The coming tax changes... how do they impact your retirement planning?

Posted in Market, Investments, IPP, Estate Planning, Andrew Ross, Newsletter

The Liberal government is considering tax changes that will affect business owners who use corporations to augment their retirement plan.

Tax changes tabled by the Liberal government have not been implemented yet, but early reviews of these proposals indicate it would be sensible for professionals and small business owners who use corporate structures to aid in their investment and retirement planning, to consider alternatives in the event these tax changes become reality.

Retirement Planning

If one of the key objectives of your existing investment plan is preparing for retirement, one alternative to your corporate structure strategy is the establishment of on Individual Pension Plan or IPP.

An IPP is like and RRSP in that investment returns accrue tax free inside the plan, however, in the case of an IPP, the contribution limits are higher than those for RRSP’s. IPP work best for investors in the 40 - 71 age bracket. In fact, the older the business owner, in most cases, the more contribution room there is available for an IPP over an RRSP.

IPPs are held in the name of the corporation you may have set up, which acts as the plan sponsor.
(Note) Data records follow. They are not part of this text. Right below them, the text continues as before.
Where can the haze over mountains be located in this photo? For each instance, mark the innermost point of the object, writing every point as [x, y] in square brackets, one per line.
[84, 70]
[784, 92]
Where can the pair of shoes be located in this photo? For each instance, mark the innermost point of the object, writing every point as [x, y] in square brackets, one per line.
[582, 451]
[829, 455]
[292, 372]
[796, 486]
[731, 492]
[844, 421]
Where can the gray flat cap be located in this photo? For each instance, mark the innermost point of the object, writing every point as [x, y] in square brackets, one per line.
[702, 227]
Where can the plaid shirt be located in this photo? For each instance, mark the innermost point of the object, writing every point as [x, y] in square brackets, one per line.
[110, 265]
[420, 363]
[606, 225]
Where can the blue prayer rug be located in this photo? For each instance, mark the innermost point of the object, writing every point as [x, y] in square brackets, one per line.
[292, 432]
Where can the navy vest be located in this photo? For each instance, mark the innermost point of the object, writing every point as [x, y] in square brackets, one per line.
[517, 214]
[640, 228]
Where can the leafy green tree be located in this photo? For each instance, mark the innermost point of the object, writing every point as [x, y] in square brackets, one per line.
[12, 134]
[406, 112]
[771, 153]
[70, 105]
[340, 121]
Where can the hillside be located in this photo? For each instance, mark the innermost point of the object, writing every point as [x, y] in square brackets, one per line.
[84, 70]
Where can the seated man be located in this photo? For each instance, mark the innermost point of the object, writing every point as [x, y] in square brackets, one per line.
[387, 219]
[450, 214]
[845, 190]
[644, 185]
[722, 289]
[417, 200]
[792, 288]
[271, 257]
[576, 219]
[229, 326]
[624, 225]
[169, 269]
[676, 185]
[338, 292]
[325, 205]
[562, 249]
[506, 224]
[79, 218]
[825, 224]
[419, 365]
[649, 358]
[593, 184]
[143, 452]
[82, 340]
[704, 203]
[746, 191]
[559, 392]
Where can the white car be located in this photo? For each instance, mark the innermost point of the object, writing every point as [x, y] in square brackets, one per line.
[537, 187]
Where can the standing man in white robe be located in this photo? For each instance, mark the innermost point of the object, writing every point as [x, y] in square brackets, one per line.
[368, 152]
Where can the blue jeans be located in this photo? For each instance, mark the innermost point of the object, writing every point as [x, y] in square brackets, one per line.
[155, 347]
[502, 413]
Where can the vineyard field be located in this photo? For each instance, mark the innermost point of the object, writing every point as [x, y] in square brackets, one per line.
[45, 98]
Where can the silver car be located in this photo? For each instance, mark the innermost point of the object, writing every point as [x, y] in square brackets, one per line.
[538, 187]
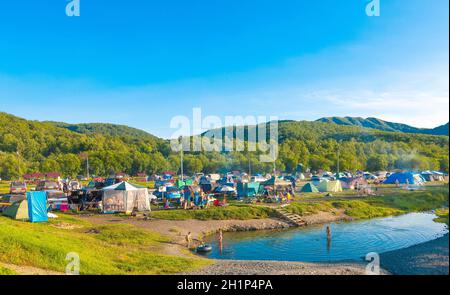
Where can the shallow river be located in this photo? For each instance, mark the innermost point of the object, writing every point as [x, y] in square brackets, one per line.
[350, 240]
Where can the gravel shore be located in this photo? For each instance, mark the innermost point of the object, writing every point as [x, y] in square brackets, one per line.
[430, 258]
[251, 267]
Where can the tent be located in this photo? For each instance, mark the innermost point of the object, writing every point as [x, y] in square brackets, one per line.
[249, 189]
[404, 178]
[37, 206]
[125, 197]
[18, 210]
[309, 188]
[433, 176]
[274, 181]
[330, 186]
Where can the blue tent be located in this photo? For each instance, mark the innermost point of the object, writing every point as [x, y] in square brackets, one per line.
[37, 206]
[404, 178]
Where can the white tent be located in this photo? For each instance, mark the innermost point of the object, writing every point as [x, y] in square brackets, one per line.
[126, 198]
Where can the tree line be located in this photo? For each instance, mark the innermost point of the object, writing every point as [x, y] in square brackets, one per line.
[30, 146]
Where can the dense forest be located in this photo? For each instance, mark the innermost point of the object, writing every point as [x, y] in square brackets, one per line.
[384, 125]
[31, 146]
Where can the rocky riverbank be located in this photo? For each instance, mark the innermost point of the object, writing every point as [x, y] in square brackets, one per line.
[250, 267]
[430, 258]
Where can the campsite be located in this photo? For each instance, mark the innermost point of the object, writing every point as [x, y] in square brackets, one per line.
[145, 143]
[156, 212]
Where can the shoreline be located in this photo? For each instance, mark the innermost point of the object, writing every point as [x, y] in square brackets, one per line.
[177, 229]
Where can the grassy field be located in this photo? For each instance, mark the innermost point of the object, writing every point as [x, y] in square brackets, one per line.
[6, 271]
[442, 215]
[111, 249]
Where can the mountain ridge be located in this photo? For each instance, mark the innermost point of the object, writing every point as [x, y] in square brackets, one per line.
[382, 125]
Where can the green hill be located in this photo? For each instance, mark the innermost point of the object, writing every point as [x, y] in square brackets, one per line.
[384, 125]
[31, 146]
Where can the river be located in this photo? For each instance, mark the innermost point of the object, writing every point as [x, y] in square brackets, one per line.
[349, 240]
As with an RRSP, when you put the funds into the IPP, the corporation receives a tax deduction and the funds grow inside the plan tax free.

IPPs are Creditor Proof

IPP funds are protected from creditors and the cost of administering them are tax deductible.

Depending on the final wording of the governments proposed tax changes, an Individual Pension Plan may be the ideal alternative to your present, small business corporation tax structure and allow you to continue to maximize your retirement savings during your peak earning years.